Contrastive Entropy: A new evaluation metric for unnormalized language models
This addresses a specific evaluation problem for researchers working with unnormalized language models, such as sentence-level models, but is incremental as it builds on existing criticism of perplexity.
The paper tackles the problem of evaluating unnormalized language models, which are unsuitable for traditional metrics like perplexity, by proposing a new discriminative entropy-based metric called contrastive entropy. The result shows that contrastive entropy correlates strongly with perplexity for word-level models and that a sentence-level RNN trained at lower distortion levels outperforms traditional RNNs on this metric.

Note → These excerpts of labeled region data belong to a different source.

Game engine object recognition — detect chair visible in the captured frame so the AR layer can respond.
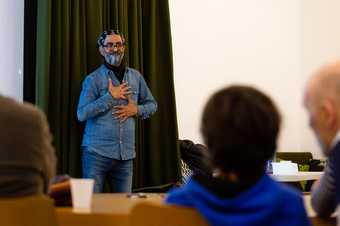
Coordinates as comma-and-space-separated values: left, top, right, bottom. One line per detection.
130, 202, 208, 226
0, 195, 57, 226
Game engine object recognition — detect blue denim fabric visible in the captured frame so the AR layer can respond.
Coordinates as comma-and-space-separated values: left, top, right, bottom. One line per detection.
77, 65, 157, 160
83, 150, 133, 193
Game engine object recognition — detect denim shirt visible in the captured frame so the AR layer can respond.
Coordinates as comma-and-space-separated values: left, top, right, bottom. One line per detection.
77, 65, 157, 160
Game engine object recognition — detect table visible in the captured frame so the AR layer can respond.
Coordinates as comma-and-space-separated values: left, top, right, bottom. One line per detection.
271, 172, 323, 182
56, 193, 336, 226
56, 193, 164, 226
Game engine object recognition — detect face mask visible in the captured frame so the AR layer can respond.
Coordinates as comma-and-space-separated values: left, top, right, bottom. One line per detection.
105, 53, 124, 67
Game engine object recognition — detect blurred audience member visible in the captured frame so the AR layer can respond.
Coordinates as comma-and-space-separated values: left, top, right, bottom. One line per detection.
0, 96, 56, 197
166, 86, 310, 226
304, 61, 340, 217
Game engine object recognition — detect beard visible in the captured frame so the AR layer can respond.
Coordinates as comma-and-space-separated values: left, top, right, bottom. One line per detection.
104, 53, 124, 67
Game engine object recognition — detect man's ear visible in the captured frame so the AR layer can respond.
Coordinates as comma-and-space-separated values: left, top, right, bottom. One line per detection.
98, 46, 105, 56
322, 99, 337, 129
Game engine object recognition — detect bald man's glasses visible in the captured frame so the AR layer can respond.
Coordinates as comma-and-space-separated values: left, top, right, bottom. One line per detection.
103, 42, 125, 49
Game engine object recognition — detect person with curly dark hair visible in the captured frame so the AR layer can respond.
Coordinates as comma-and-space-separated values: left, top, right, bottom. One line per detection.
166, 86, 310, 226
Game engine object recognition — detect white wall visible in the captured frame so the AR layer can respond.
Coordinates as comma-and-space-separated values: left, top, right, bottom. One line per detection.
0, 0, 24, 101
169, 0, 340, 157
302, 0, 340, 158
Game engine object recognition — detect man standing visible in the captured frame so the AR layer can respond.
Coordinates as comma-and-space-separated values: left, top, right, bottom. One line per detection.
304, 62, 340, 217
77, 30, 157, 192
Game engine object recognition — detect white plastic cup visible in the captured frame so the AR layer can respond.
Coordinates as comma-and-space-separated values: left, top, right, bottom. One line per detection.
70, 178, 94, 213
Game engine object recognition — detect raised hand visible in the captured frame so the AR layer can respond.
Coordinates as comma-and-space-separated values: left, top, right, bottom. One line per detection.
112, 95, 138, 122
108, 78, 132, 99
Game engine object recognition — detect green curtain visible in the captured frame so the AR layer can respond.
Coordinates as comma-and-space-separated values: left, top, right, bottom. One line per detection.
36, 0, 180, 188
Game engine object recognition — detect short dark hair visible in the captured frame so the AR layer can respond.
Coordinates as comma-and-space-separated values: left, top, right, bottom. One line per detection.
97, 29, 125, 48
201, 86, 281, 176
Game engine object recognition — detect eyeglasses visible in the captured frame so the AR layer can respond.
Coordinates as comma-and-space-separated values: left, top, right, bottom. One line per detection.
103, 42, 125, 49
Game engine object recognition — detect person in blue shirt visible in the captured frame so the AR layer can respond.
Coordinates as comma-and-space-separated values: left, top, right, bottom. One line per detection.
165, 86, 310, 226
77, 30, 157, 192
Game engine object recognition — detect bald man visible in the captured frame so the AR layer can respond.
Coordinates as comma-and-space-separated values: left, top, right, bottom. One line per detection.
304, 61, 340, 217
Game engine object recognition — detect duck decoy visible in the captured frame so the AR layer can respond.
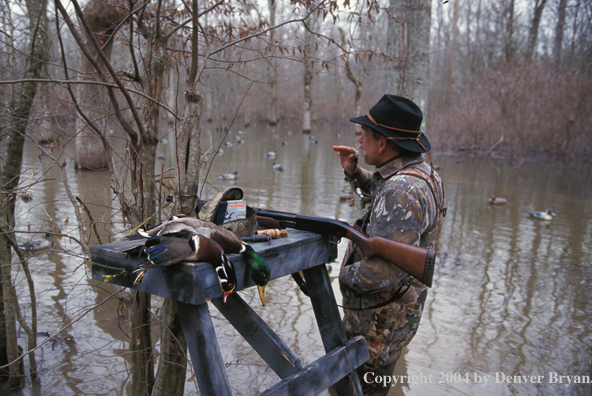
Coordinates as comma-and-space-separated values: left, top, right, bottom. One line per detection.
220, 171, 238, 180
19, 231, 54, 251
523, 209, 556, 220
487, 195, 507, 205
140, 234, 236, 302
21, 192, 33, 202
127, 216, 271, 305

Perplexity (per word) is the most widely used metric for evaluating language models. Despite this, there has been no dearth of criticism for this metric. Most of these criticisms center around lack of correlation with extrinsic metrics like word error rate (WER), dependence upon shared vocabulary for model comparison and unsuitability for unnormalized language model evaluation. In this paper, we address the last problem and propose a new discriminative entropy based intrinsic metric that works for both traditional word level models and unnormalized language models like sentence level models. We also propose a discriminatively trained sentence level interpretation of recurrent neural network based language model (RNN) as an example of unnormalized sentence level model. We demonstrate that for word level models, contrastive entropy shows a strong correlation with perplexity. We also observe that when trained at lower distortion levels, sentence level RNN considerably outperforms traditional RNNs on this new metric.